Using Resistance to Sharpen Your Focus

I was doing walking lunges a few days ago, starting with just my body weight, and it was smooth sailing for the first set. Then I grabbed some dumbbells for my working sets, and things quickly got uncomfortable. The additional weight transformed the experience, and in each set, the closer I got to failure, the more I had to focus just to keep my balance, much less push up away from the floor. 

If you bench press, you can almost certainly press 30 kg while simultaneously thinking about dinner, the weather, or some other irrelevant matter. It’s easy, leaving your mind with plenty of mental bandwidth to wander. But press a much heavier amount of weight, say 150 kg, and nothing else matters in that moment. It’s because heavier weight necessarily sharpens your focus. 

The caveat is that you must commit to it first. When you lie down on the bench and worry yourself to death about how heavy the lift will be, it only compromises your commitment. You psyche yourself out before you even start. That is why you must commit, whether it’s easy or hard, before you attempt the lift*. 

You can break a heavy lift into four phases: you commit, start lifting, overcome resistance, and follow through. Commitment itself requires some level of focus. Then, as you progress through the lift, and the heavier the resistance, the more intensely you fight to overcome it. You invariably find that the amount of resistance you face and your level of focus are positively correlated.

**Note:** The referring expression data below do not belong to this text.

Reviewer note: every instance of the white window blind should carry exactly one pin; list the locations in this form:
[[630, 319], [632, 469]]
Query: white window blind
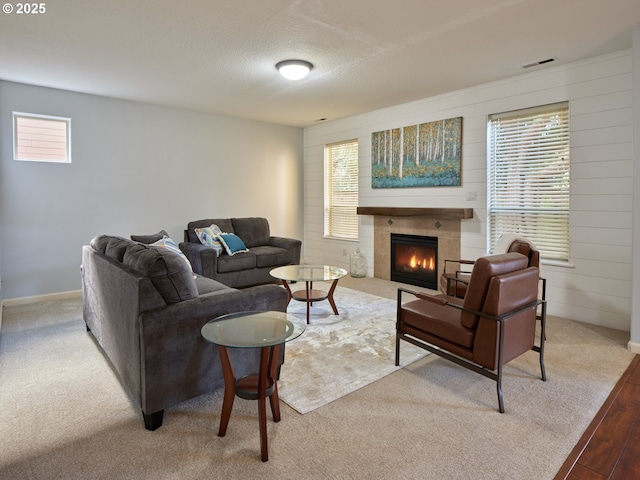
[[341, 189], [41, 138], [528, 177]]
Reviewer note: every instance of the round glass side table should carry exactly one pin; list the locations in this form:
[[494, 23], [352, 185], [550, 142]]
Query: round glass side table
[[264, 330]]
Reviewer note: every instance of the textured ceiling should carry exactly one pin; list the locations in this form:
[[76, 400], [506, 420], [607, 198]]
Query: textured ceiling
[[219, 56]]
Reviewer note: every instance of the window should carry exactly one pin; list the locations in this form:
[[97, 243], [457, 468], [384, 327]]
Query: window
[[528, 177], [41, 138], [341, 190]]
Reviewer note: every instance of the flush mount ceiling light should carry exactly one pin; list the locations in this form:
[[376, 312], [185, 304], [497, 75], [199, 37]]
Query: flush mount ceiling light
[[294, 69]]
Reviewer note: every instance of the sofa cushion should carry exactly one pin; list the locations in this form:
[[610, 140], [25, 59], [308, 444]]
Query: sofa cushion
[[254, 231], [168, 273], [267, 256], [151, 238], [169, 244], [206, 285], [241, 261], [232, 243], [166, 270], [112, 247]]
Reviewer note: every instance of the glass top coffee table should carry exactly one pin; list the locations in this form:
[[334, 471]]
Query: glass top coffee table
[[264, 330], [309, 274]]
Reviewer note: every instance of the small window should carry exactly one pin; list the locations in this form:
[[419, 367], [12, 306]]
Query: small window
[[41, 138], [341, 190]]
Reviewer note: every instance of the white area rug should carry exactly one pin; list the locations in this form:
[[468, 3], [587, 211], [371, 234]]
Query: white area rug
[[338, 354]]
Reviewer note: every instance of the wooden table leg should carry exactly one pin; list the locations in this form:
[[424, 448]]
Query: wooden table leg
[[309, 286], [229, 390], [330, 296], [262, 403], [273, 373], [288, 289]]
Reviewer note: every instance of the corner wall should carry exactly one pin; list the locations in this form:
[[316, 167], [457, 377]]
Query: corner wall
[[136, 169], [596, 286]]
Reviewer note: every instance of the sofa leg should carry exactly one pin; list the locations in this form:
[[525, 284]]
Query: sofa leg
[[152, 421]]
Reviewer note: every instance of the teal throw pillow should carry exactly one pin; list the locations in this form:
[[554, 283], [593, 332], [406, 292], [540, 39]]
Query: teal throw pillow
[[209, 236], [232, 243]]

In life, focusing can be hard. Many times, you have to attend to mundane matters that deliver no sense of personal fulfillment. On any given day, there are countless opportunities for your mind to wander, not least because the world is full of distractions whose purpose is to keep you entertained and comfortable. And not just you. We all sometimes seek an escape from the real world. 

But your time is limited and invaluable, and comfort itself becomes a problem when it lulls you into being complacent. You cannot be complacent and focused at the same time, and if you want to sharpen your ability to focus on getting important things done, embracing discomfort is a powerful approach. 

Think of discomfort as a heavy weight. It’s any matter you must tackle that requires a degree of struggle. But discomfort does not necessarily come from the difficulty of doing something. Many times, it’s due to unfamiliarity with it. Changing your behavior or attempting to do something new, even when it’s objectively simple, can require a mental shift that feels unnatural. Overcoming your internal resistance is the real struggle. 

When it’s hard to focus on something that must get done, think back to your bench press. Committing to fighting through discomfort will be key to sharpening your focus on any endeavor. The fact is that not everything you must do to elevate yourself or impact other people will be pleasant or easy. Do what others don’t and won’t do. Commit first, and your focus will follow.

Sayonara until next time.

 

*In a real lifting situation, for your safety, have a spotter on hand to help if there’s a risk of dropping the weight on yourself.

*This message has not been authored in whole or in part by any artificial intelligence tools.